Think of all the changes in communications throughout history: spoken languages, alphabets and written language, painting and the arts, the printing press, the camera and photography, telegraph, telephone, the movie camera and film, radio, television, video, wireless cell phones, satellite communications, the Internet and the web, digital publishing, social media, etc.

Thinking back to when the telephone was invented, it dramatically changed the way people interacted with each other. They spent less time traveling to physically visit each other face-to-face, which many at that time decried as being socially unhealthy and spiritually dangerous.

Before Gutenberg’s printing press, communication was basically aural, and the spoken word, artistic visual images and story-telling were extremely important. With the press came much good (the Bible and religious images available to many more people in their own languages), and much evil (greater dissemination of untruth, lies and deceptive, manipulative information, unhealthy visual images).

Let’s not forget that offset printing and photography were the first technologies used to create the modern pornography industry and all the addictions and ruination that comes from it! The Internet is basically turning a pre-existing industry into a world-wide plague.

In my opinion, there is little difference in nature between what the Internet is doing to us today, and what other technological changes have done to us in the past. Technology will continue to change everything, and we as humans will be faced with the same choices we always have.

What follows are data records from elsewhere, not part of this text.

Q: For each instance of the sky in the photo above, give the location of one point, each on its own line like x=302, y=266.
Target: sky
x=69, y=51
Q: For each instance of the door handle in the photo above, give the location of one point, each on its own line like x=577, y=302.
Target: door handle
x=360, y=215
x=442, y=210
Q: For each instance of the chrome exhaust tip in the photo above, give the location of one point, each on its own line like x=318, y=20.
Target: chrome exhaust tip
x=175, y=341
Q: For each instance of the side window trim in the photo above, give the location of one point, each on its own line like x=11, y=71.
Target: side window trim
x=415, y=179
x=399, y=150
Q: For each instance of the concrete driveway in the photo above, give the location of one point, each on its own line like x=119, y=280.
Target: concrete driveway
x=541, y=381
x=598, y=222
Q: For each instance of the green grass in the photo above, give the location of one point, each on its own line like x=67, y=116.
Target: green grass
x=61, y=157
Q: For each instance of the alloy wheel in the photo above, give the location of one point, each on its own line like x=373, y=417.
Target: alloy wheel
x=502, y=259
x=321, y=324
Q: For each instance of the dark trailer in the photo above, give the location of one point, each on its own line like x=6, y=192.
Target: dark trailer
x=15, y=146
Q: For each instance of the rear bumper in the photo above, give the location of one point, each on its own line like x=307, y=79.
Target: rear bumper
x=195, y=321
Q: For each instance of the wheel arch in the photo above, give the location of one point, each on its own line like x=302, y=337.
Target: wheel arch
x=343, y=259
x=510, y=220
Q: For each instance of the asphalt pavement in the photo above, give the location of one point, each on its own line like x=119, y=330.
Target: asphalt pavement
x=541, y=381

Will we embrace change and learn to use whatever the next technology is for good, or will we allow it to be used for evil? We face these questions as individuals, societies and nation/cultures.

The Internet has been with us now for over a decade. Based upon the compressing rate of change as seen in the simple historical list above, I expect that there will be other technologies that will change everything within our lifetime. We may be thinking that we have time to figure this Internet thing out… but in fact it is already “old” by today’s standards and will be modified, replaced or transformed before we know it.

That is the new reality we live in, and the world that Christians need to be prepared to think clearly about and find balance within.